Personhood: as old as the hills

Tlahuitoltepec, Mexico © Jody Freeman

Struggles over recognition of personhood are rooted in the history of colonialism and private property. Indigenous worldviews of “Our Relations” –­ the land, and mountains and waters; the sky, sun, moon and stars; the trees, plants and rocks; the birds, fish, insects and animals (humans included) – as relatives and persons are challenging corporate “moral persons” in an urgent and protracted fight to protect the environment and prevent ecocide.

This issue is dedicated to the Innu community of Ekuanitshit who hold true to their vision and love of their territorial home of Nitassinan, generation after generation, and are leading a movement to preserve it. Our special thanks to Chief Jean-Charles Piétacho, whose efforts have culminated in recognition of the Magpie River in Québec as a person with legal rights.

The activists, artists and poets who have put their hearts into this issue evoke a deep and expansive space, where:

  •  great river stones are Nimushumenan, ancient Grandfathers protecting the river for millennia… (“When is a river a person?” – my conversation with Chief Jean-Charles Piétacho)

  •  “everything is alive, everything has a spirit, and everything is porous” (artist Alix Van Der Donckt-Ferrand, “A mixing of worlds”)

  •  a poet has “invited the tree in for a cup of tea,” a translator distills her words, and an artist traces figments of the lacy branches (“What I was missing here – six poems by Jila Mossaed” – Jila Mossaed, Nicola Vulpe and Gazelle Bastan)

  •  in a worm, “Colours glow like infancy until light grows dim / and humus holds it all, and skin is barely skin.” (Ned Baeck, “Ready, The Worm, Sogenji Suite #3”)

  •  “The thread was a rope, / stretching to the moon, / to my dark daughter / on that distant shore.” (Kathryn Jordan, “Thread and Refuge”)

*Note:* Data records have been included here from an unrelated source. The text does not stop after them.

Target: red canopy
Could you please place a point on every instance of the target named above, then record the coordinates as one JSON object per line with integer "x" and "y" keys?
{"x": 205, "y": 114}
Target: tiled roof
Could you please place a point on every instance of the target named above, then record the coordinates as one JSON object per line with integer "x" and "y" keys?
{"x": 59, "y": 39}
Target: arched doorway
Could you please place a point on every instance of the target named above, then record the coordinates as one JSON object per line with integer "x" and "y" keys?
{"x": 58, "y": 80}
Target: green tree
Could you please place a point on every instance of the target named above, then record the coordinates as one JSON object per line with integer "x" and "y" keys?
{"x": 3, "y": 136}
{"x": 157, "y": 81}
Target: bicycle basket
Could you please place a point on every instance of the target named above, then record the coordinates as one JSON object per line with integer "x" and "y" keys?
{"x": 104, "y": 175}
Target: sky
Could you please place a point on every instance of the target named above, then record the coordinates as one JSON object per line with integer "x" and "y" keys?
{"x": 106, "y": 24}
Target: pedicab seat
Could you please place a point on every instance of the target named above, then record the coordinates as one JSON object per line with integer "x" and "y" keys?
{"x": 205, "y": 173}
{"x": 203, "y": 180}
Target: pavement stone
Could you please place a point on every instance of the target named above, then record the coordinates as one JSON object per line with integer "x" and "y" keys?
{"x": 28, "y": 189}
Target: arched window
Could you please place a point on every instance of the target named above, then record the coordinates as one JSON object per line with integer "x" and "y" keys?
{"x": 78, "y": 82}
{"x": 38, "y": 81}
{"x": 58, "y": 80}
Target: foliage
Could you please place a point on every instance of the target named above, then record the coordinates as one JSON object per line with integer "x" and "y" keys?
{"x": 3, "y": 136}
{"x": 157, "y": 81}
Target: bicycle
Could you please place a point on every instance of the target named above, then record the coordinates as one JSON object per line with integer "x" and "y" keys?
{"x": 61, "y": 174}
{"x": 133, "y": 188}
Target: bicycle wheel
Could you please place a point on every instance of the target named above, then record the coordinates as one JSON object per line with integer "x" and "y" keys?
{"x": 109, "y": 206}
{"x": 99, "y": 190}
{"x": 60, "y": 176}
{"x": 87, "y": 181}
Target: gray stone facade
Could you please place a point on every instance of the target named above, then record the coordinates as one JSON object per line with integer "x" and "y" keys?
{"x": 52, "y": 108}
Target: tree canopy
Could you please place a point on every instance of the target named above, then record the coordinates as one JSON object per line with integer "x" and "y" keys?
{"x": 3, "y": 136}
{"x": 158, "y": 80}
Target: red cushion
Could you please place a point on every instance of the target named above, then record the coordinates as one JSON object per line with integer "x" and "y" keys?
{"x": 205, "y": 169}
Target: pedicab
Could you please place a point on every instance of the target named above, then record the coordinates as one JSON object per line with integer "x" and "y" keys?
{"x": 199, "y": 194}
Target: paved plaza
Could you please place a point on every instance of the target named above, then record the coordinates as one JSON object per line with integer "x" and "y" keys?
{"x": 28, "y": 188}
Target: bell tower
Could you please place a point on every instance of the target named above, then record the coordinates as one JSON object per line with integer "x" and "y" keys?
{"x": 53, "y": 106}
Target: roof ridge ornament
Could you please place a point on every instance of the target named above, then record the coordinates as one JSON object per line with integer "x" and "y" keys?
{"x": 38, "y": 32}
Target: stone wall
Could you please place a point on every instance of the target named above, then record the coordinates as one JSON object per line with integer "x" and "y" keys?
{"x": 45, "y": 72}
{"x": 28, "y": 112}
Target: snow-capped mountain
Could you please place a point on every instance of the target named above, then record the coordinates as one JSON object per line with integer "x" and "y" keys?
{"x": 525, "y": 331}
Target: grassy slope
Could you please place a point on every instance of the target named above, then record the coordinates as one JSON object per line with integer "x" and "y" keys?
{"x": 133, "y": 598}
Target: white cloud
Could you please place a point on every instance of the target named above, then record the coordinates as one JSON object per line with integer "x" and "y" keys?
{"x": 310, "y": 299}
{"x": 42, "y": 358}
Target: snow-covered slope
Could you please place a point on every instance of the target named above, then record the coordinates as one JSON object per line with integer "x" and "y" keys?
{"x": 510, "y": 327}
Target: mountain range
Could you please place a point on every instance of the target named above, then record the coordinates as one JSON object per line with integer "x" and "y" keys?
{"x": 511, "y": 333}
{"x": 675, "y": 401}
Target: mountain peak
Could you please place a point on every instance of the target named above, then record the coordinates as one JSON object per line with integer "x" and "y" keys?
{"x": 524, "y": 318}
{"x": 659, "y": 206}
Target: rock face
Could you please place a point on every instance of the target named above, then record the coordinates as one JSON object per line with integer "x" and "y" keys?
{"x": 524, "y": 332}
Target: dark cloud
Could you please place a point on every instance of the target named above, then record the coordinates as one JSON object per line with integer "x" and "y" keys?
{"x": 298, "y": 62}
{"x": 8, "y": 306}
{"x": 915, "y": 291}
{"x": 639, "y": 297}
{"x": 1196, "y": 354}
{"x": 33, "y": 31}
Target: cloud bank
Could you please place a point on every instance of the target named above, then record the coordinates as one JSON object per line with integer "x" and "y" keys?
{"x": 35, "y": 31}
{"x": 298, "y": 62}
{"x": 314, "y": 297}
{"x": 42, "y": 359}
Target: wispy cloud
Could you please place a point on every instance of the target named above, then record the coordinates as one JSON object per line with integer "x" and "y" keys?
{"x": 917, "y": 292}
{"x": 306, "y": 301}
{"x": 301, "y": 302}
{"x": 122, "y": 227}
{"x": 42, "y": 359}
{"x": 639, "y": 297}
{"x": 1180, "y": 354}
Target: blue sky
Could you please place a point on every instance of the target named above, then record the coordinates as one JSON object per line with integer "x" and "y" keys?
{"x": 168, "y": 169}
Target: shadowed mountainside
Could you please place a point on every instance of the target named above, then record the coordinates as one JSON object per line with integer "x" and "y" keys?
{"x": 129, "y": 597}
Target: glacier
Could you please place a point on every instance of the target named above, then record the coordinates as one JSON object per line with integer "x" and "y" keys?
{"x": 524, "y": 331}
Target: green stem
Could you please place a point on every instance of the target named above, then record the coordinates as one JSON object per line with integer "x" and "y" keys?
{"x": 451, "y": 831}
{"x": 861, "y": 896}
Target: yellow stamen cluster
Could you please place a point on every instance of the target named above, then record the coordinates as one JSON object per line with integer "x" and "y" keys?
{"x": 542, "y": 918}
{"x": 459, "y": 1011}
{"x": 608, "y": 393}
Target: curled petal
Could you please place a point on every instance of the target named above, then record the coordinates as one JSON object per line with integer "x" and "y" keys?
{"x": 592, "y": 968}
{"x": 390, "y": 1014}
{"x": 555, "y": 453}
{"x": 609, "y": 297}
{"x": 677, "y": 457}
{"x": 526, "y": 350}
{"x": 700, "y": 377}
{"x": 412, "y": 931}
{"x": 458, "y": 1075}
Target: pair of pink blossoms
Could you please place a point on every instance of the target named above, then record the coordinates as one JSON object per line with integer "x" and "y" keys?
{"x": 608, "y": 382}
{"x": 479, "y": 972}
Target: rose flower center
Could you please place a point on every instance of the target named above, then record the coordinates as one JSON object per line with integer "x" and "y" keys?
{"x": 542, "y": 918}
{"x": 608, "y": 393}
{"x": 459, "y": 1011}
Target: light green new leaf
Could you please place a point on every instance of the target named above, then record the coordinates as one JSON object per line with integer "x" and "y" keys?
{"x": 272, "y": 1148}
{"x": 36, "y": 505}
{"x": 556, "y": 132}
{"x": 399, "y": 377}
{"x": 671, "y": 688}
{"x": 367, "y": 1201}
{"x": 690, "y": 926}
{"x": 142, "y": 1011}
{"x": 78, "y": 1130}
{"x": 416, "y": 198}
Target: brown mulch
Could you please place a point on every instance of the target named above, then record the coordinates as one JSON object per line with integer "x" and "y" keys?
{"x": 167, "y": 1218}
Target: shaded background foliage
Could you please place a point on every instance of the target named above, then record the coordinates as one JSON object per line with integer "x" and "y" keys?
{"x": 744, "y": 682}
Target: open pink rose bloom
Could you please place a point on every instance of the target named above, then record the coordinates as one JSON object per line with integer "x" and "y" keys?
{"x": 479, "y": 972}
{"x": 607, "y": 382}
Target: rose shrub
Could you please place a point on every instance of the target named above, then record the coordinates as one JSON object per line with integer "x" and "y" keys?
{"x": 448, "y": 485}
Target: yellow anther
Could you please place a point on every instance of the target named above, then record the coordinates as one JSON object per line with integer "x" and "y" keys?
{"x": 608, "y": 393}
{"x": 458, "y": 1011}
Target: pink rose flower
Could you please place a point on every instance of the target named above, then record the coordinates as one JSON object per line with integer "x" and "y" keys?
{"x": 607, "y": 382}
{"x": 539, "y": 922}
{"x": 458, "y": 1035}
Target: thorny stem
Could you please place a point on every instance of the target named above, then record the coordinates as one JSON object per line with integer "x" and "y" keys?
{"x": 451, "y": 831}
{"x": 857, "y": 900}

  •  “… we open our tent doors / months on sledges / the perma-frost thawing / Onyx river fed by melt / climate change parable / the silence from man.” (Ilona Martonfi, “Night in the gutted house, and other poems”)

  •  “I am for the dark wood, / for the slick, invincible mountain.” (Elana Wolff, in “Knocking the Next, and At the Heart of the Ghost”)

  •  “The word Yemen / is a lemon, in government mouths …” (David Groulx, “Another word for obstruct”)

  •  “… Teebi’s storytelling brings to life the unique experiences of Palestinians, powerfully highlighting their humanity, personhood and agency, as well as their colonial dispossession.” (Zachary Jericho Couture, in “Her First Palestinian and Other Stories by Saeed Teebi: a Palestinian-Canadian review”)

  • “I awoke unafraid / for if there is an ocean / in my limbs / there must be / sky in my veins.” (Farzana Doctor, in Louise Carson’s a review of her poetry)

    and

  •   “poems are a tribute to stillness, the moment, the secret, the earth, with a Dervesh-like swirling of the universe”… (“The Desert Speaks in Poetry and in Prayer,” Nilambri Ghai, reviewing the poetry of Yahia Lababidi)

The stars remind us on the darkest nights: all are related in our very fibre. Old as the Grandfather stones, cherished as the young ones who are still small bright stars in the sky, waiting to come.

Our atoms remember. “We are made of star stuff.”*

Thank you to all our contributors, for inspiring us with your art, your heart, and your actions. Tshinashkumitin.

* From the poem “Affirmation” by Michael Morais

(See also the quote by astronomer Carl Sagan in the early 1980s.)


Jody Freeman is a writer, translator and senior editor with Montréal Serai. Her collection of works entitled FREE: uncut poems, stories, art and drama by Michael Morais was published in 2022 (White Dwarf Editions).